Пока она сидит в семейной обстановке, я застряла здесь. Сказать, что атмосфера за моим столом напряженная, все равно что сказать, что моя жизнь нормальная.
Не помогает и то, что, по словам Джонатана, я не могу сидеть прямо. Моя задница жжет, а отсутствие нижнего белья делает трение в моем ядре невыносимым.
Обычно после одного из сеансов Джонатана я сплю на боку или на животе, пока жжение не пройдет. Но не сейчас.
Агнус сосредоточен на своем мобильном телефоне, казалось, не замечая войны взглядов между Итаном и Джонатаном. Если бы это было несколько веков назад, они бы достали свои мечи и схватились прямо здесь и сейчас.
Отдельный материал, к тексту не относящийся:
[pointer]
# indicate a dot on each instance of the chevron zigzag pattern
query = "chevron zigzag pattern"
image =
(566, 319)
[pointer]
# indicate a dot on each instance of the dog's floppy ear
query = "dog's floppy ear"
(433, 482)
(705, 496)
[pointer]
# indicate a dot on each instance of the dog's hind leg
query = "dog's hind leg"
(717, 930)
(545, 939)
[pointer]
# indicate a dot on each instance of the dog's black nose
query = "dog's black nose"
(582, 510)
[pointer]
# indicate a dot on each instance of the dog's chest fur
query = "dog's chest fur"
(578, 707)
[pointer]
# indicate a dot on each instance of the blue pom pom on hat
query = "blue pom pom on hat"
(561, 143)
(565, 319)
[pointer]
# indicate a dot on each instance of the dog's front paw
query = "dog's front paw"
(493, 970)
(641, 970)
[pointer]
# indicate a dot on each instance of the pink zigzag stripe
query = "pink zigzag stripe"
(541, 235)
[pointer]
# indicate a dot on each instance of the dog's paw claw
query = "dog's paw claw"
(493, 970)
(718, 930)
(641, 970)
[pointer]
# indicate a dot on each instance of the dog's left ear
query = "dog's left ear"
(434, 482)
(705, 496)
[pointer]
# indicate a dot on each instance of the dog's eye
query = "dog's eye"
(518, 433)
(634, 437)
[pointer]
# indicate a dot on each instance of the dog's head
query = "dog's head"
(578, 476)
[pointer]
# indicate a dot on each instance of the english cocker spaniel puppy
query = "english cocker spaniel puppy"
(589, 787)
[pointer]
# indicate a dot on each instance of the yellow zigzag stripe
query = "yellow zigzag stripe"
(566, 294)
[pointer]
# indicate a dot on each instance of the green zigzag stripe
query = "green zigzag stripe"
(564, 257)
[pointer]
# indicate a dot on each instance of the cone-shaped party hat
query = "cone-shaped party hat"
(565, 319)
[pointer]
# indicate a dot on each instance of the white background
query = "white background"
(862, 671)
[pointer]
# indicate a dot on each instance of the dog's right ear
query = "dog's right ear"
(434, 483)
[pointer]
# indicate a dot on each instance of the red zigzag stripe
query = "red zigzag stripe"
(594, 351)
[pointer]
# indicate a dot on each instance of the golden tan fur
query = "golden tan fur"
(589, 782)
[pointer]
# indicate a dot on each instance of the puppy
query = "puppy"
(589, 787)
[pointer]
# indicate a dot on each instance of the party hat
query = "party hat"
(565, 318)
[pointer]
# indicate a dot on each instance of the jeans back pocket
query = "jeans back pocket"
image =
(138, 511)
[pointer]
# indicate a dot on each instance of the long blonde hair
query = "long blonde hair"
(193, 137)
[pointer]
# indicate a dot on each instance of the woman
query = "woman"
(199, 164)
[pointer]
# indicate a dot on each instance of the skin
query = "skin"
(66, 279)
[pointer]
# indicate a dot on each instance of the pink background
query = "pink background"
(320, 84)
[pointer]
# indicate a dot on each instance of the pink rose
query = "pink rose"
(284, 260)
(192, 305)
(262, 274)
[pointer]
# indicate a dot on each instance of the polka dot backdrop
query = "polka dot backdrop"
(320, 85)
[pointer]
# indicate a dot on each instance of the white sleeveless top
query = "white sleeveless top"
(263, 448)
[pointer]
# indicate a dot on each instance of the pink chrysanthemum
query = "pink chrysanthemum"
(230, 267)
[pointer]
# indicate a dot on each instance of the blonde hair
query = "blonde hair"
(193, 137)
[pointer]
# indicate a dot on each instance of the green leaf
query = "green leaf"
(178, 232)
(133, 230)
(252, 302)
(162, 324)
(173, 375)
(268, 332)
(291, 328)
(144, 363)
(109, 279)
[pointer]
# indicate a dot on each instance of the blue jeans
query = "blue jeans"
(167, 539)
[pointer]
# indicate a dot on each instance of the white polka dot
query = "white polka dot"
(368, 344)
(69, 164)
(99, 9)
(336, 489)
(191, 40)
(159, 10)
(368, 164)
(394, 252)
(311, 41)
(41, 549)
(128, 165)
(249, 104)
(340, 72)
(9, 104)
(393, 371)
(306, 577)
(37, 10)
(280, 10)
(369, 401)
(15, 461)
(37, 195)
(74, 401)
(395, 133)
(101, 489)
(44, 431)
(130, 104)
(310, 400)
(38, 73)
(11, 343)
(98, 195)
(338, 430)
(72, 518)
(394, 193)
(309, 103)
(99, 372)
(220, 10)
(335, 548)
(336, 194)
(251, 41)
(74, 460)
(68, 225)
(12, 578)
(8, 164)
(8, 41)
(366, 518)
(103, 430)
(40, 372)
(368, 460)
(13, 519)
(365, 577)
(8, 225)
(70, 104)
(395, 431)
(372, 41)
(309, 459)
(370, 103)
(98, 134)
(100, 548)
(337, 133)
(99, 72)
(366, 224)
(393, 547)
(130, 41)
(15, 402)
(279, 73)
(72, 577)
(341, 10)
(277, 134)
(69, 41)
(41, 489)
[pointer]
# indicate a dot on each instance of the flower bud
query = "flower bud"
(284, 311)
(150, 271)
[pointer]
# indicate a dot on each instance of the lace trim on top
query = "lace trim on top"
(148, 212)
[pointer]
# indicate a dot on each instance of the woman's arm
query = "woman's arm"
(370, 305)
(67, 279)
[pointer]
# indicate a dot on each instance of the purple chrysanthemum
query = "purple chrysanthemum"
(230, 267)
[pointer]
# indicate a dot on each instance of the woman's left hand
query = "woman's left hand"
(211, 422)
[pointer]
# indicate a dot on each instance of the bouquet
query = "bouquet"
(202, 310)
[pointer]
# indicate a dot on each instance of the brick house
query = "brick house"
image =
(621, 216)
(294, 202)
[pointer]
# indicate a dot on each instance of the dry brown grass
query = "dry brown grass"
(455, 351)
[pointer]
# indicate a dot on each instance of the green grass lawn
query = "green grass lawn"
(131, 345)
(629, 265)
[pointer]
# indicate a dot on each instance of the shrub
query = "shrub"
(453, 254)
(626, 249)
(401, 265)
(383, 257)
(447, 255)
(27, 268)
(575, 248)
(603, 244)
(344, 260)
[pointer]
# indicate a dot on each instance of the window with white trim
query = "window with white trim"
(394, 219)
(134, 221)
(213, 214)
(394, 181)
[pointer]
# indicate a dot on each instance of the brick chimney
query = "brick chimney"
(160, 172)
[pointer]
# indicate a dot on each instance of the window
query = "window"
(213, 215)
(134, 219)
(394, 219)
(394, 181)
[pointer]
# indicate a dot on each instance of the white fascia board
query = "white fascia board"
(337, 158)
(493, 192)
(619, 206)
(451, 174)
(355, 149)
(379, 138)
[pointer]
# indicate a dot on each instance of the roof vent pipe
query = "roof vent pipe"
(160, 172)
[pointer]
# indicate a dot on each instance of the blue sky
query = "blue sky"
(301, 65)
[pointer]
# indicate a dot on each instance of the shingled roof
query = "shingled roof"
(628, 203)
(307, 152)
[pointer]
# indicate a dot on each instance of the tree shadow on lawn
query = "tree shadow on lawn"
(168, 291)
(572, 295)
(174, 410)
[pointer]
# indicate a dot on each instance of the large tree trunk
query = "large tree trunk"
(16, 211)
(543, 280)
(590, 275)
Эльза, кажется, так же обеспокоена напряжением, как и я. Она копается в кускусе, который приготовила Кенза, и улыбается.
— Это так вкусно. Как они его готовят?
— Кенза говорит, что это семейный секрет. Она не хочет раскрывать свой особый рецепт, — я беру свою вилку и притворяюсь, что я действующий человек и что Джонатан не сидит рядом со мной, как мрачная тень прямо из фильма ужасов.
— Тебе нравится готовить? — спрашивает меня Эльза.
— Не очень, — напрягаюсь я, произнося эти слова.
Джонатан наклоняется ко мне и шепчет так, чтобы слышала только я:
— Одна из привычек, от которых ты отказалась ради своего перерождения?
— Заткнись, — шиплю я, а затем улыбаюсь Эльзе.
Итан берет вилку и неторопливо жует.
— Алисия тоже любила подобные экзотические блюда. Не так ли, Джонатан?
Мой тиран остается безучастным, будто он ожидал удара.
Эльза задыхается:
— Папа!
— Разве он должен был игнорировать слона в комнате? — Агнус заговорил впервые за последний час, но он все еще не поднимает головы от экрана.
Эльза смотрит на него через стол, словно хочет прыгнуть или ударить его. Или и то, и другое.
— Все в порядке, — пытаюсь я разрядить обстановку. — Я знаю, что очень на нее похожа.
Итан продолжает жевать, его внимание не отходит от Джонатана.
— Так вот почему? Ты ведь знаешь, что она — не она?
Я крепче сжимаю вилку, когда враждебность Итана скатывается с моей кожи. Дело не в том, что он прямо нападает на меня. Он говорит эти слова, чтобы спровоцировать Джонатана, и все же именно меня они жалят без предупреждения.
Но почему?
Я не Алисия. Я не хочу быть Алисией.
Почему все не могут перестать сравнивать меня с ней? Или это карма за то, что я бросила Эйдена, когда он был маленьким мальчиком?
Мне тогда было всего шестнадцать. Я не понимала ничего, кроме необходимости бежать, сбросить свои доспехи и убраться из шкуры Клариссы Гриффин.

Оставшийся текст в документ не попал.